I’ve worn a sweater, jacket, and light scarf over the past few days. Welcome to June. Last night, as I clutched my jacket closer to my body, I wondered if I should have worn something else, something thicker. I wonder if this is a manifestation of global warming.
Today is more of the same. It’s gray, cold though not miserably so I admit, and drizzling rain. Yay, hmmm, that didn’t work to lift my spirits. I dragged myself out of bed. On a day like this, I can’t help but wear black. I dragged myself to work.
On the way down to the parking garage, the elevator stopped on the floor below to let in a few people. Suddenly, I felt nauseous. The woman who decided to occupy the space next to me was holding a cup of steaming hot coffee. Nauseating coffee.

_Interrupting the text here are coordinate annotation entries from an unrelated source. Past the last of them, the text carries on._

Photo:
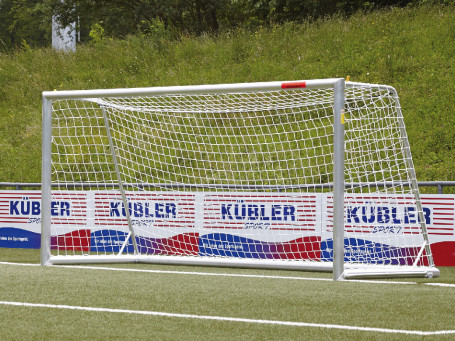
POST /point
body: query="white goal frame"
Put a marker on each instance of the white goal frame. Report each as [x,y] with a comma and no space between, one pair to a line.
[340,271]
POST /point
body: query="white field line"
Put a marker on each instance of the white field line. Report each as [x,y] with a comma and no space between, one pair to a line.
[193,273]
[229,319]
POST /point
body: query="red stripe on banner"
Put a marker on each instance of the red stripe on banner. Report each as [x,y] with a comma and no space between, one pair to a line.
[293,85]
[77,240]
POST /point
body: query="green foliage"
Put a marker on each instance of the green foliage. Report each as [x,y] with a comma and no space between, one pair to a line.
[410,48]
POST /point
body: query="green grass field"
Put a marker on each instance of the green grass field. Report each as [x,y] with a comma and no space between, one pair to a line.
[139,302]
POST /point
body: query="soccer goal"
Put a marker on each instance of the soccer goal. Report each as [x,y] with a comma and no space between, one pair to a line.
[310,175]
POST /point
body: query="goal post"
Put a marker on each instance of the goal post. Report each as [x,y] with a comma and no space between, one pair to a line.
[310,175]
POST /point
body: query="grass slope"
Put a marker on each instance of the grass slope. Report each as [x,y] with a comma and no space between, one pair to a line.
[412,49]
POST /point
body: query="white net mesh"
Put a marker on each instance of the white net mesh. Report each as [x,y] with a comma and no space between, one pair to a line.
[243,175]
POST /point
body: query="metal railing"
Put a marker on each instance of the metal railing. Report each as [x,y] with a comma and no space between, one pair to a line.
[438,185]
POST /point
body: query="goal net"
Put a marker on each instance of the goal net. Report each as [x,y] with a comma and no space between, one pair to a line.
[313,175]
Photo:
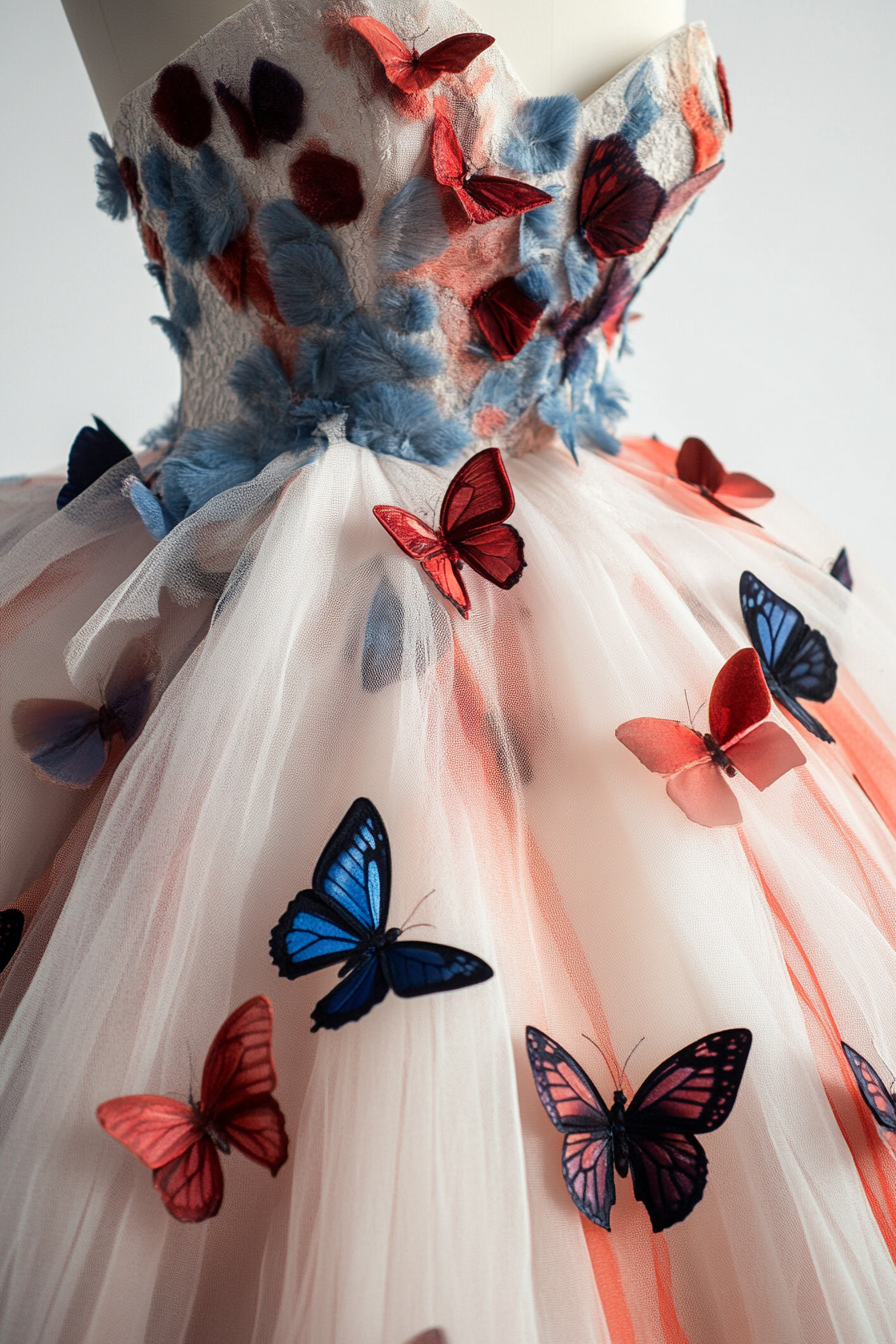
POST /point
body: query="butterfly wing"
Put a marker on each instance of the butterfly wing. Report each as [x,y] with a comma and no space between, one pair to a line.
[576,1109]
[691,1093]
[795,660]
[871,1085]
[429,968]
[353,996]
[192,1186]
[93,452]
[739,699]
[62,738]
[155,1129]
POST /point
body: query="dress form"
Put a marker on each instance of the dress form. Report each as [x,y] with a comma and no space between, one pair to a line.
[556,46]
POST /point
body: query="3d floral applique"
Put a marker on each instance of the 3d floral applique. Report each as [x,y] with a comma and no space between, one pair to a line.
[182,106]
[406,67]
[795,660]
[274,112]
[180,1143]
[473,530]
[740,741]
[697,465]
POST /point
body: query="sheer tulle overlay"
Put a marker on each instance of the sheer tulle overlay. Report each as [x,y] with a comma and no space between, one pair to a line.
[306,661]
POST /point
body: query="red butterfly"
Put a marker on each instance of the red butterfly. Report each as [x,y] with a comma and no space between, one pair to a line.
[696,764]
[235,1106]
[699,467]
[472,530]
[411,71]
[482,198]
[618,202]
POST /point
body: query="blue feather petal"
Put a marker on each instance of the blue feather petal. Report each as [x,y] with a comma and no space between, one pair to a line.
[309,284]
[411,226]
[543,135]
[112,194]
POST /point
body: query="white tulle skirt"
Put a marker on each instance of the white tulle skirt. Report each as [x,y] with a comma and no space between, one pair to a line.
[423,1184]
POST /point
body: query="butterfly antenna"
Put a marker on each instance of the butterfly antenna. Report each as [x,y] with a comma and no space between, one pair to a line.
[417,907]
[610,1069]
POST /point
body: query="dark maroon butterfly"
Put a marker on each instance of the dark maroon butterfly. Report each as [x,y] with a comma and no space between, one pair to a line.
[482,198]
[69,741]
[12,924]
[274,112]
[692,1093]
[880,1102]
[618,200]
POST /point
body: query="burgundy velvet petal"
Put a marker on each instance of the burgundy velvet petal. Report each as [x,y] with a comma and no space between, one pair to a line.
[241,120]
[618,202]
[277,101]
[508,317]
[180,106]
[325,187]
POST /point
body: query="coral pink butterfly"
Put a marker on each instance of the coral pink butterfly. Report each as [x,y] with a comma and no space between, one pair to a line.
[235,1108]
[482,198]
[691,1093]
[472,531]
[697,465]
[739,741]
[406,67]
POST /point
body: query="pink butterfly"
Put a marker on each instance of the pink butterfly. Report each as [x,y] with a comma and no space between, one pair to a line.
[697,766]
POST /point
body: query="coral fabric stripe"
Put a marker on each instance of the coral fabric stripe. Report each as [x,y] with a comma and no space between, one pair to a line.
[873,1164]
[872,762]
[619,1261]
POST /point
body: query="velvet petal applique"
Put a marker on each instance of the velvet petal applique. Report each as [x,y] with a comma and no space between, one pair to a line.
[180,106]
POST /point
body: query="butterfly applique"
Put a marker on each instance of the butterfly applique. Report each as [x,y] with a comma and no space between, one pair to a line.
[691,1093]
[12,924]
[343,918]
[840,569]
[69,741]
[235,1109]
[472,531]
[795,660]
[481,196]
[93,452]
[413,71]
[697,766]
[880,1102]
[618,200]
[697,465]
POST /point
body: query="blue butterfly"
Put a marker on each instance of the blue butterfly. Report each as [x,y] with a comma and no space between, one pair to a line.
[343,918]
[795,660]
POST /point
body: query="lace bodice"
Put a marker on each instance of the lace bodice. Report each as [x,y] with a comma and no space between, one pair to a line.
[434,256]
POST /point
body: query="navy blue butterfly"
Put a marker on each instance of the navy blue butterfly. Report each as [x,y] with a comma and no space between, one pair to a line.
[93,452]
[795,660]
[343,918]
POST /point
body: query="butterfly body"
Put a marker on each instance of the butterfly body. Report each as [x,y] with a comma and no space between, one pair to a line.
[182,1141]
[343,918]
[652,1137]
[472,531]
[795,660]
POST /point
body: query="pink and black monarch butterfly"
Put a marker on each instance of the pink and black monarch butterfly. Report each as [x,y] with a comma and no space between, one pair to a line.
[691,1093]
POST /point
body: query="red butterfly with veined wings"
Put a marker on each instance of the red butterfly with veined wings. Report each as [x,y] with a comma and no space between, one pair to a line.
[739,741]
[482,198]
[472,531]
[235,1108]
[697,465]
[411,71]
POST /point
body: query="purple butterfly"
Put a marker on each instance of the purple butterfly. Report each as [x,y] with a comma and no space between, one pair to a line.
[692,1093]
[69,741]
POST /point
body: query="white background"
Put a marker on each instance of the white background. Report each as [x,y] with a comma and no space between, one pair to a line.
[770,328]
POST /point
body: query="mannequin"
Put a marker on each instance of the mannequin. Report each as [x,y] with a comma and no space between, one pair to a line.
[556,46]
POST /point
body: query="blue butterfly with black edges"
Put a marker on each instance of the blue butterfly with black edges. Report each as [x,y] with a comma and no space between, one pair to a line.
[343,918]
[795,660]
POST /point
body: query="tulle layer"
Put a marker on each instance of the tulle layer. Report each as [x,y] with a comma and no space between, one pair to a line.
[423,1183]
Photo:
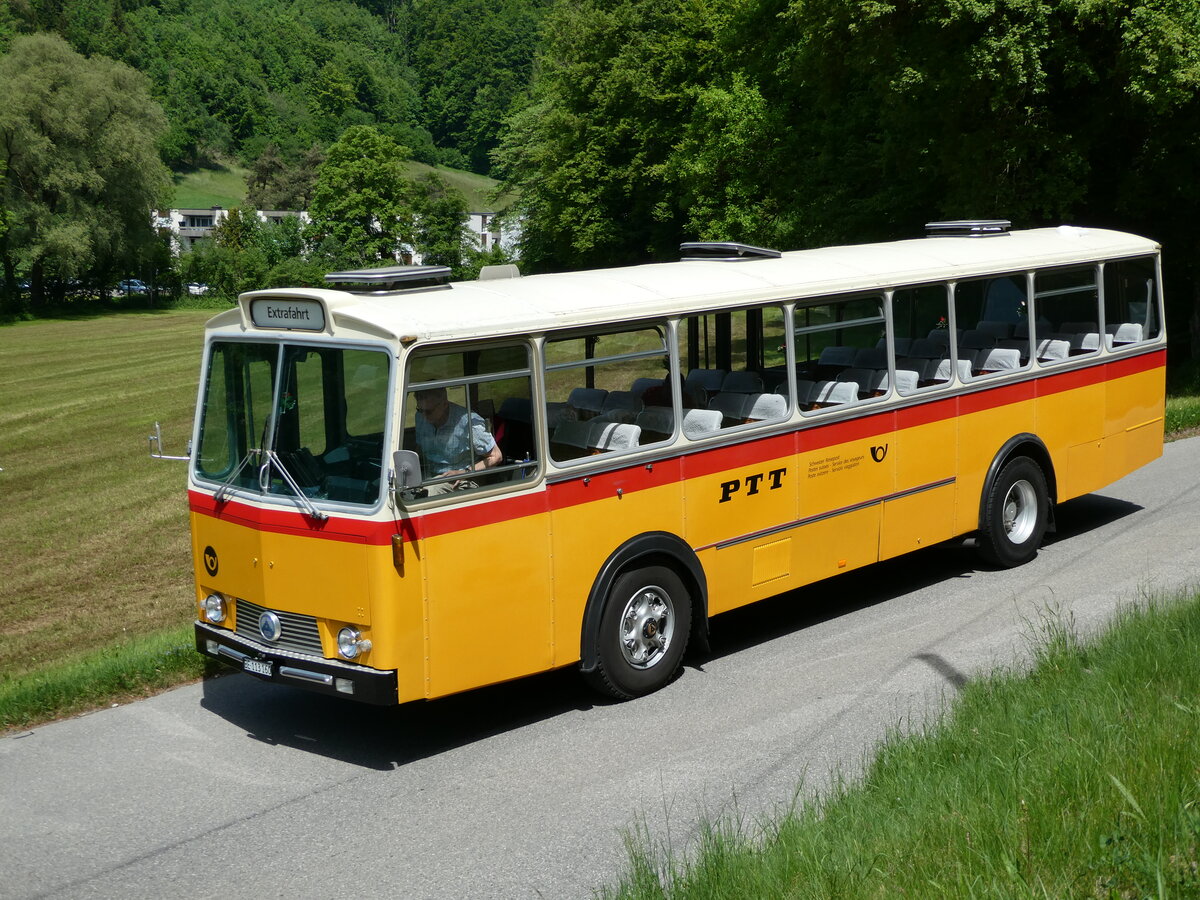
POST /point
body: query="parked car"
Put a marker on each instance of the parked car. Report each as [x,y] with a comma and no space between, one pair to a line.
[132,286]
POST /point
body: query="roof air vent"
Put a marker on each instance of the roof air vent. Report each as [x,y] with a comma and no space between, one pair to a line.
[725,251]
[969,228]
[390,279]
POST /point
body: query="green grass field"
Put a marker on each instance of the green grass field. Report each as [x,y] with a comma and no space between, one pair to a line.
[94,532]
[1078,779]
[204,189]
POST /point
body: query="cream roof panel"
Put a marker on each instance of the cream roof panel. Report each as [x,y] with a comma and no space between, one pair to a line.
[543,303]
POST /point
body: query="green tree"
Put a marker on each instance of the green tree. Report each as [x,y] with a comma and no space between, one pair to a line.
[589,155]
[82,169]
[363,205]
[276,184]
[441,233]
[813,121]
[473,58]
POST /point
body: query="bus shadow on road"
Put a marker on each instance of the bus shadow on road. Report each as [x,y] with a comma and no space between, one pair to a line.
[389,737]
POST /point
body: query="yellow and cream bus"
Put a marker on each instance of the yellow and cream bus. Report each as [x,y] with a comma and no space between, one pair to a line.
[641,449]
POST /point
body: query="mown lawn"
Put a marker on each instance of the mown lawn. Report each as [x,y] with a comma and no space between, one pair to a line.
[94,533]
[204,189]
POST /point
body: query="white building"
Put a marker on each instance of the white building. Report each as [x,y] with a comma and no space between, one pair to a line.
[189,226]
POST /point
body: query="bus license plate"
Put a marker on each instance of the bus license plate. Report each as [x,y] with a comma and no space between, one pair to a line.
[258,666]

Unbelievably nauseating coffee. As I wondered how much of the stench I could take before I spewed vomitus all over her white jacket and lime-green bag, another woman in the elevator pointed to the cup and stated “That’s what I need right now!” The woman “lucky” enough to have made her coffee rounds prior to work smiled and stated “Yeah, it’s French Vanilla” thereby beginning a conversation about french vanilla, hazelnut, Dunkin Donuts, and other coffee language among the occupants in the elevator.
Ugh! What is it with people and coffee?
I’m not a coffee drinker. I learnt very early as a child in Germany that coffee bonbons were not for me. Rarely, do I find the smell of coffee pleasing. There is nothing worse than waking up in the morning to the stench of coffee. There I said it. I’m the person who cannot eat the first few hours after waking up. So imagine how wonderful rounds are at work. Every doctor walks into rounds with a cup of steaming hot coffee! And I’m supposed to grin and bear it while inside my stomach is churning. As a medical student, when someone offered to make coffee rounds or looked to me to suggest I would offer myself up for the duty I would announce that I didn’t drink coffee. The response would be a round of laughs. I had no idea I was a comedian. Invariably people would say, “well you just wait until internship/residency”. Well you know what? Internship, residency, and soon fellowship, are behind me and I did not morph into a coffee-dependent zombie. In fact, I didn’t even morph into a caffeine addict. Somehow I survived on shear will… and okay fine, if you insist, maybe some sugar.
Luckily for me, the elevator ride in the garage was a short minute or so. Once the doors opened, I made sure to make a dash out into the fresh cold breeze and took a welcoming deep breath of cold air!